Diptyque L’Eau Trois

Favkes – dla Ciebie 🙂

Drzewna doskonałość – doskonała drzewność

Wyobraź sobie, że wchodzisz do starej, drewnianej cerkiewki… Popychasz drzwi z grubych desek, słyszysz skrzypienie zawiasów, wchodzisz w półmrok.

Czujesz zapach drewna, kadzidła, skupienia. Jest pusto. Ostatni wierni wrócili do domów tulić dzieci i ścielić łóżka. Wybierasz klęcznik blisko ciemnego od wosków i dymu ikonostasu, zginasz kolana, dotykasz dłońmi ciepłego, gładkiego drewna, opierasz czoło o pulpit…

Co czujesz?

Stare, suche drewno sosnowe pijące przez wiele, wiele lat dym żywicznych kadzideł, dotykane z nadzieją, kaleczone przez nieuwagę. Pociemniałe od czasu, od ludzkich dłoni, od osiadających na nim cząstek kurzu i sadzy i… Tak, od środków konserwujących także.

Oto L’Eau Trois.

Zapach wypełniony intymnym półmrokiem i jednocześnie strzelisty. Wytrawny, suchy, pozbawiony perfumeryjnych ozdobników, bez krztyny kokieterii.

Obecne w składzie zioła są tak samo suche jak tworzące trzon zapachu drewno. Nie „przyprawiają” go, nie czynią ładniejszym i łatwiejszym lecz przeciwnie: pogłębiają tę drewnianą wytrawność, dodając zapachowi życia i mocy.

Wyczuwalna u schyłku zapachu mirra przybiera w L’Eau Trois postać gorzko-żywiczną, harmonizującą z drzewną dymnością aromatu tego metaforycznego klęcznika. Jest to jednak kompozycja konsekwentna, więc także zapach mirry jest, podobnie jak żywiczność niepodzielnie dominującego w nutach drewna i żywiczność snującego się w tle kadzidła, zapachem suchym, dalekim od świetlistej lepkości Jaisalmera na przykład.
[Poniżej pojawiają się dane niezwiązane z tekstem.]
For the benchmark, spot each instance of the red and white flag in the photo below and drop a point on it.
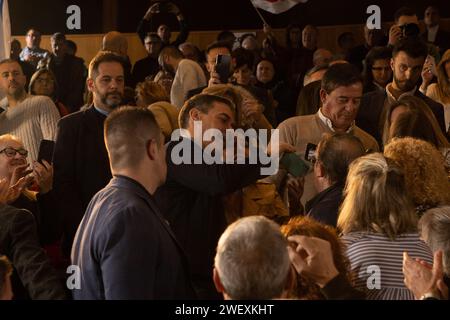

W porównaniu do innych kojarzonych świątynnie zapachów takich jak seria Incense Comme des Garcons, Cardinal Heeleya, czy Messe de Minuit Etro L’Eau Trois nie jest kościołem – monumentalną świątynią, lecz drewnianą kapliczką bez zdobień i złoceń, bez ambicji zaimponowania bogom i onieśmielenia ludzi…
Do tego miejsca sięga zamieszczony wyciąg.